The scariest thing about this: it’s caused people to avoid the immunisations that have protected us from deadly diseases for years, like whooping cough, measles, or mumps. And who wants to go back to the dark ages?

#2. Parenting

Yes, seriously – it’s hard to believe, but some people actually think autism could be linked to how kids are parented.

This theory dates all the way back to the 1950’s when Bruno Bettelheim, a professor of children’s development, coined the term ‘refrigerator mothers’. He believed mothers who were cold and lacked maternal warmth, could cause their children to develop autism and related symptoms.

This theory was dropped back in the 1970’s when experts agreed there was no compelling, scientific evidence to support the claim.

What this theory did do though, was unfairly breed guilt in a lot of mothers who were parents to children with autism.

#3. Diets

There’s an opinion that what you eat can contribute to the development of autism – and some food tribes, like Paleo, even believe eating a specific diet can cure it. Again, there’s no evidence to support these beliefs.

While diet does not cause or cure autism, there are a number of parents who feel strongly that a gluten-free casein-free (GFCF) diet improves the behaviour of their child with autism.
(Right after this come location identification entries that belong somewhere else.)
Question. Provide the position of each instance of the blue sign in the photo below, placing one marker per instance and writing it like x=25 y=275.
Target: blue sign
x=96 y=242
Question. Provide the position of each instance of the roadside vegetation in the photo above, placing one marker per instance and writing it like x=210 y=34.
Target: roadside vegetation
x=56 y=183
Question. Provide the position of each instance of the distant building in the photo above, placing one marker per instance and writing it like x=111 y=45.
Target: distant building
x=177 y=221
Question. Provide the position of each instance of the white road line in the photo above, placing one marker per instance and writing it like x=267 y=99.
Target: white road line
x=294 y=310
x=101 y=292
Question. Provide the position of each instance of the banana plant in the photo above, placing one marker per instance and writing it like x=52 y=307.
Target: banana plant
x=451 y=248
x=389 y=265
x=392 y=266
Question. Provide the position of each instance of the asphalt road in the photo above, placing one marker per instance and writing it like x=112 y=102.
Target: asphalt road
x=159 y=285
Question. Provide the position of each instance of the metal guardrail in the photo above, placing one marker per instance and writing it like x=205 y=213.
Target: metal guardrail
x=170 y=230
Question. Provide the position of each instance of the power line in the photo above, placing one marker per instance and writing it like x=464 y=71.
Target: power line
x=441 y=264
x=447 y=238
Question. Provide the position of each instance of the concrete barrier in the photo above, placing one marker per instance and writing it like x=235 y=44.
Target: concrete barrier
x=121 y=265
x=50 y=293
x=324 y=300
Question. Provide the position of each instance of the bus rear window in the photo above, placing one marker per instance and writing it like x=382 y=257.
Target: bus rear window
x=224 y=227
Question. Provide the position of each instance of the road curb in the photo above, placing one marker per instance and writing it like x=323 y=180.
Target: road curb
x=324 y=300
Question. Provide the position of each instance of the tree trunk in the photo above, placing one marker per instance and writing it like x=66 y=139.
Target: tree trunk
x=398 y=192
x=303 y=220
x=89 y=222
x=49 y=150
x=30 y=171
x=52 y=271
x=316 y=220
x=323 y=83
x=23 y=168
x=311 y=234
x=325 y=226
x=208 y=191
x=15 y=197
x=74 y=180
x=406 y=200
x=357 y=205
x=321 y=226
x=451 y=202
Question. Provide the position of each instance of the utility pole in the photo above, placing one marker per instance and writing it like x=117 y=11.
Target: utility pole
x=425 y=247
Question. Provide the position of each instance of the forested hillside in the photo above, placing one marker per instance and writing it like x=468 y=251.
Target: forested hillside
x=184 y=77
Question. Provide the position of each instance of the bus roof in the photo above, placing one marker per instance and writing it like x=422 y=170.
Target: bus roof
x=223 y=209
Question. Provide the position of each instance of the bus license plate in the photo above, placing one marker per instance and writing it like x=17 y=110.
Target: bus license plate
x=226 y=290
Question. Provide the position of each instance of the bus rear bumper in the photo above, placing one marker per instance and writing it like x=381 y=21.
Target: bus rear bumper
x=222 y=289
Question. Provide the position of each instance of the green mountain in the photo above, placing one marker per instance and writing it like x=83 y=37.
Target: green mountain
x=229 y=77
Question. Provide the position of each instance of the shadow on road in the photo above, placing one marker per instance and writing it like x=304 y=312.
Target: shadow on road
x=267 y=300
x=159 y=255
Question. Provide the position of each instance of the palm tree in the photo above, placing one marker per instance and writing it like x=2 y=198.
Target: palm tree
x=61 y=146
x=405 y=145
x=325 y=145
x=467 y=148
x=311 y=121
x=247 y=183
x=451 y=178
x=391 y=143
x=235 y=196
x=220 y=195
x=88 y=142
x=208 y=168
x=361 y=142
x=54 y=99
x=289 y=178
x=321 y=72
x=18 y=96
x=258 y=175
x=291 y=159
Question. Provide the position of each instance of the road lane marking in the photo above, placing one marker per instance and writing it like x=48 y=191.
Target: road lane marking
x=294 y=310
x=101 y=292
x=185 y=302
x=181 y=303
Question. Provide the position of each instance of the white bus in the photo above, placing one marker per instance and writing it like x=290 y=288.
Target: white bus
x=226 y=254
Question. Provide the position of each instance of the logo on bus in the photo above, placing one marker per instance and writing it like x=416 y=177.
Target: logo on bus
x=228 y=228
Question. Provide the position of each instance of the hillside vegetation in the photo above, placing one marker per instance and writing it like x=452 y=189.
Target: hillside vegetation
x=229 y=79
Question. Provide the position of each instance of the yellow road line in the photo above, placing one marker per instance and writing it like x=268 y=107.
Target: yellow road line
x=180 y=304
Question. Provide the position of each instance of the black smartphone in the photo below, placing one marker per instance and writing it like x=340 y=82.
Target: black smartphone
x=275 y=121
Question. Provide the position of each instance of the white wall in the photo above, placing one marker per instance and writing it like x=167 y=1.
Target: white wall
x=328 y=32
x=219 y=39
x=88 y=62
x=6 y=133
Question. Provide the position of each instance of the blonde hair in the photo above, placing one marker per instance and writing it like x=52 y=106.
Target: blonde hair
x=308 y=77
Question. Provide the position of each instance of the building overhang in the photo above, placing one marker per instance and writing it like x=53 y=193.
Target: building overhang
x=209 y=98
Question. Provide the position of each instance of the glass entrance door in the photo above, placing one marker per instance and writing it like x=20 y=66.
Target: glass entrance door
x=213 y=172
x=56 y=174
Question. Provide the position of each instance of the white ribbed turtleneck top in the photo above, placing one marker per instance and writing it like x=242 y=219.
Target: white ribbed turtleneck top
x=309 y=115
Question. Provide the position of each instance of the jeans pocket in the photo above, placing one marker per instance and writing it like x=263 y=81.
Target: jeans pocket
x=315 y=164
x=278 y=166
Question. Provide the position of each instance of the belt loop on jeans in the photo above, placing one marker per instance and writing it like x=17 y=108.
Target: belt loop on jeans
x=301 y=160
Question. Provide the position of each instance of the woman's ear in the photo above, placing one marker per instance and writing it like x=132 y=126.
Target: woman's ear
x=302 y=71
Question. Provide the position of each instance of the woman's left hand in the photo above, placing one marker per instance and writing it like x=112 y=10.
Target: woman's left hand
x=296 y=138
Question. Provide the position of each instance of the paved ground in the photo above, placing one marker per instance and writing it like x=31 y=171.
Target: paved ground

This is based on a theory that children with autism may have an allergy or high sensitivity to these foods. A number of children with autism do have gastrointestinal issues, so it is thought that changing their diet may reduce pain, and therefore improve behaviour.

While some studies do support this theory, others show no improvement at all. The upshot: more research will need to be done before concrete conclusions can be drawn on the diet front.

#4. Television

If your kids are glued to the screen, this does not mean that they’ll develop autism.

While headlines have claimed that ‘TV causes autism’, these only referred to a study where they found:

In the US, autism rates increased around the same time that cable TV appeared
Autism-diagnosis rates have increased more quickly in rainy places (where they assumed children spent more time indoors watching TV)
It’s a tenuous link at best and certainly doesn’t mean TV is a proven cause!

That said, if your child is diagnosed with autism, experts do recommend limiting screen time and encouraging reading and play instead.

So what does cause autism?

At the end of the day, autism is a complex disability and as far as we know there’s no single cause. Instead, it’s likely to be due to a combination of environmental and genetic factors (Mayo Clinic).

What research has told us is, there do seem to be a few factors that can increase the risk of autism, such as:

  • Your child’s sex: autism is four times more common in boys than girls.
  • Family history: families who have a child with autism have an increased risk of having another child with the disorder.
  • Other disorders: children with certain medical conditions have a higher risk of autism, or autism-like symptoms (fragile X syndrome, tuberous sclerosis, Tourette syndrome and Rett syndrome to name a few).
  • Extremely pre-term babies: babies born under 26 weeks may have a higher risk of autism.

While these factors may increase the risk, it is important to know that falling into one of these categories does not mean that you or your child will definitely develop autism.